Evenredigheidsbeginsel
Tenslotte biedt de uitspraak van het gerechtshof perspectief aan werkgevers die willen stellen dat de gevolgen van de premiedifferentiatie niet in overeenstemming zijn met de doelstellingen die de werkgever daarmee beoogd heeft. Het gerechtshof geeft in zijn uitspraak aan dat een toetsing aan het evenredigheidsbeginsel mogelijk is. De praktijk leert dat er nog veel meer aansprekende voorbeelden denkbaar zijn van onevenredigheid tussen de hoogte van de Ziektewet- of WGA-uitkering van een (ex-) werknemer enerzijds en de premieverhoging anderzijds, dan die welke in het onderhavige geval aan de orde waren. Toetsing van het Besluit Wfsv aan het evenredigheidsbeginsel[37] zou dan wellicht kunnen leiden tot de conclusie dat de gevolgen van het premiebesluit onevenredig zijn in verhouding tot de met de premieheffing te dienen doelen. 
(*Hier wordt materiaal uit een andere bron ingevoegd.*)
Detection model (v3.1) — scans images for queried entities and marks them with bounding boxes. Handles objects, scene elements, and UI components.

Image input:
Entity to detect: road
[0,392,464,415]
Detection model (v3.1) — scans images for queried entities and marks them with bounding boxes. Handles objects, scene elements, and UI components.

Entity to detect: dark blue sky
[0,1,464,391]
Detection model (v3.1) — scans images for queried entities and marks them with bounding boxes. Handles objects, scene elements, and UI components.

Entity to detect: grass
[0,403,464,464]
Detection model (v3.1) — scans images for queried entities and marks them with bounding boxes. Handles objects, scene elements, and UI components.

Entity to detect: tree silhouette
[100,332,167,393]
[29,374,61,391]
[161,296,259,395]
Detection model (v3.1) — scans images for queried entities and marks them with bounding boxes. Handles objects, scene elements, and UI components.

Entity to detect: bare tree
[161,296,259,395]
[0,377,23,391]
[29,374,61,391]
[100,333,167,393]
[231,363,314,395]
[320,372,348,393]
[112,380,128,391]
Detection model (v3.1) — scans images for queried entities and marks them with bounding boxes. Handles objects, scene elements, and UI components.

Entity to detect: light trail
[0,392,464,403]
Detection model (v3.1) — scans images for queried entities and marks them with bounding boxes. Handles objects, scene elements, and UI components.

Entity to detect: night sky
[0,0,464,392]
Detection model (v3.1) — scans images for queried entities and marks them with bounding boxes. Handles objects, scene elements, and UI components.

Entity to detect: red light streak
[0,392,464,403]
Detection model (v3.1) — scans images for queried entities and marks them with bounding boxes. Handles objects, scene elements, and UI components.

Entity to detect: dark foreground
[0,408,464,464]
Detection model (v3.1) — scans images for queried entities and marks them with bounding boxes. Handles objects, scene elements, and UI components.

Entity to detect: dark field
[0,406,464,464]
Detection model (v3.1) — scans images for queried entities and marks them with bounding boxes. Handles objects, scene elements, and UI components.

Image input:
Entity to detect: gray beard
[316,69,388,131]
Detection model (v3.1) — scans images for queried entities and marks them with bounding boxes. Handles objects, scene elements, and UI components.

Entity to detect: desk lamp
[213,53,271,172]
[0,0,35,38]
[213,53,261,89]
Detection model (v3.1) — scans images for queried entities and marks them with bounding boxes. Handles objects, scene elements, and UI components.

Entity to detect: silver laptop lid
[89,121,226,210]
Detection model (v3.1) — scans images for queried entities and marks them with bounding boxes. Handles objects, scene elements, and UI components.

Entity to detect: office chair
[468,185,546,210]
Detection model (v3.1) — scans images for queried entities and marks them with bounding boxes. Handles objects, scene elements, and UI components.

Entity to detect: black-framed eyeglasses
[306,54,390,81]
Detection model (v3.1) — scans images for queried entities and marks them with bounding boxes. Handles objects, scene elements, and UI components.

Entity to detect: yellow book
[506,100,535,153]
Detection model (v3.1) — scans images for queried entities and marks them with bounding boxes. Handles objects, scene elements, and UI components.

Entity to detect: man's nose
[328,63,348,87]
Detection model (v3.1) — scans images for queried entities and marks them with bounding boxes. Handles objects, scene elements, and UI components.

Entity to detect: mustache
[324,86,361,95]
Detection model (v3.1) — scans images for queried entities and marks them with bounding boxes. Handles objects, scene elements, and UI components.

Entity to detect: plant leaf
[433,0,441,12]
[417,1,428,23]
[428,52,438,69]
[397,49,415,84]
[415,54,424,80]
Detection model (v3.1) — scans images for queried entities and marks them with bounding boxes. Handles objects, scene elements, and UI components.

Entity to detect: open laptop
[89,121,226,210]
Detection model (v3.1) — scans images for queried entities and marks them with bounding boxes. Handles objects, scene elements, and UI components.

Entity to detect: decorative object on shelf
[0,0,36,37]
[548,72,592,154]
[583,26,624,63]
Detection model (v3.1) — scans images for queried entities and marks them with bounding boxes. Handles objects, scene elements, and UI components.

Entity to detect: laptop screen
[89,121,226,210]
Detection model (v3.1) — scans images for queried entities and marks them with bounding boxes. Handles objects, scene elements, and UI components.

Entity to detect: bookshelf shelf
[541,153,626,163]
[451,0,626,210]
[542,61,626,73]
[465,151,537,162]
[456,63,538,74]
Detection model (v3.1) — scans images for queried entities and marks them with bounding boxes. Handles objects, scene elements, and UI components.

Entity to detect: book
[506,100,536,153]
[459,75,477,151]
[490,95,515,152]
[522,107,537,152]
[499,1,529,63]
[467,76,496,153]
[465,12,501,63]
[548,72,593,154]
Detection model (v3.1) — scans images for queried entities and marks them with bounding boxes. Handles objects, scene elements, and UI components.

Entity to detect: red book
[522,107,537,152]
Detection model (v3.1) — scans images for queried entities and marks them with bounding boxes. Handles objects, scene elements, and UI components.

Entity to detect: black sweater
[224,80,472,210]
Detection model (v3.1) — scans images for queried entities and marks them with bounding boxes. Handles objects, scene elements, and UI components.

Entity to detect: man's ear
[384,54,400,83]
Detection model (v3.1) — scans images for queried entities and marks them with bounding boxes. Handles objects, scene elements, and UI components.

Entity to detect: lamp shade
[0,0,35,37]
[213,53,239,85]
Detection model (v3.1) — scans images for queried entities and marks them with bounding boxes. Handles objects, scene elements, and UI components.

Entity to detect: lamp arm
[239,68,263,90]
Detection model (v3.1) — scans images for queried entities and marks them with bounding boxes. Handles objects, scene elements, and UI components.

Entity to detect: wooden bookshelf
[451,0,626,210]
Gerechtshof Amsterdam 1 november 2017, ECLI:NL:GHAMS:2017:4830

Voetnoten
[1] Wet van 1 oktober 2012 tot wijziging van de Ziektewet en enige andere wetten om ziekteverzuim en arbeidsongeschiktheid van vangnetters te beperken, (Wet beperking ziekteverzuim en arbeidsongeschiktheid vangnetters), Staatsblad 2012, 464. Zie in verband daarmee ook: Besluit van 13 oktober 2012 tot wijziging van het Besluit Wfsv in verband met de vaststelling van de premie voor de sectorfondsen en de Werkhervattingskas vanaf 2013 en wijziging van het Besluit SUWI in verband met de re-integratieverantwoordelijkheid van de eigenrisicodrager,Staatsblad 2012, 494.
[2] Artikel 2.5 lid 1 onder i Besluit Wfsv jo. artikel 117b lid 1 onder b Wfsv jo. artikel 29 lid 2 onderdeel a, b of c ZW.
[3] Artikel 29 lid 2 onder g jo. artikel 29b ZW. Het gaat hier veelal om werknemers met een arbeidsongeschiktheidsuitkering (bijvoorbeeld WAO, WIA, WAZ, Wajong).
[4] Artikel 29 lid 2 onder f jo. artikel 29a ZW.
[5] Artikel 29 lid 2 onder e ZW.
[6] Artikel 29 lid 2 onder g jo. artikel 29d ZW.
[7] Artikel 2.5 lid 1 onder h Besluit Wfsv jo. artikel 117b lid 1 onder a Wfsv
[8] Artikel 2.12 lid 2 Besluit Wfsv en artikel 2.12 lid 2 Besluit Wfsv.
[9] Artikel 2.1 onder f jo. artikel 2.1a Besluit Wfsv.
[10] Artikel 2.1 onder g jo. artikel 2.1a Besluit Wfsv.
[11] HR 14 april 1989, ECLI:NL:HR:1989:AD5725
[12] Rechtsoverweging 5.7.
[13] Rechtsoverwegingen 5.8.1 – 5.8.3.
[14] Rechtsoverweging 5.9.1.
[15] HR 29 januari 2016, ECLI:NL:HR:2016:124.
[16] Rechtsoverweging 2.6.3 van het arrest van de Hoge Raad.
[17] Rechtsoverweging 2.6.4 van het arrest van de Hoge Raad.
[18] Rechtsoverweging 2.6.5 van het arrest van de Hoge Raad.
[19] Rechtsoverweging 2.6.5 van het arrest van de Hoge Raad.
[20] Rechtsoverwegingen 5.9.2 en 5.9.4.
[21] Rechtsoverweging 5.9.5.
[22] Rechtsoverweging 5.9.5 en 5.9.7.
[23] Rechtsoverweging 5.9.7.
[24] Rechtsoverweging 5.9.8.
[25] Rechtsoverweging 5.9.10.
[26] Rechtsoverweging 5.9.11.
[27] Rechtsoverweging 5.9.12.
[28] Rechtsoverweging 5.10.
[29] Rechtsoverweging 5.9.8.
[30] Zie bijvoorbeeld: CRvB 24 februari 2005, ECLI:NL:CRVB:2005:AT2417.
[31] Zie bijvoorbeeld: HR 10 september 2010, ECLI:NL:HR:2010:BM0387, ondanks andersluidende conclusie van de Advocaat-Generaal van 15 maart 2010, ECLI:NL:PHR:2010:BM0387.
[32] Artikel 55 WIA. Zie ook: artikel 117b lid 1 onder a Wfsv jo. artikel 83 lid 1 WIA.
[33] Artikel 38 lid 7 Wfsv.
[34] Artikel 2.7 Besluit Wfsv.
[35] Artikel 2.5 lid 1 onder b Besluit Wfsv jo. artikel 1 Besluit gedifferentieerde premie Werkhervattingskas 2018, Staatscourant 2017, nummer 49381.
[36] Artikel 2.6 lid 3 Besluit Wfsv.
[37] Zoals vervat in artikel 3.4 lid 2 van de Algemene wet bestuursrecht.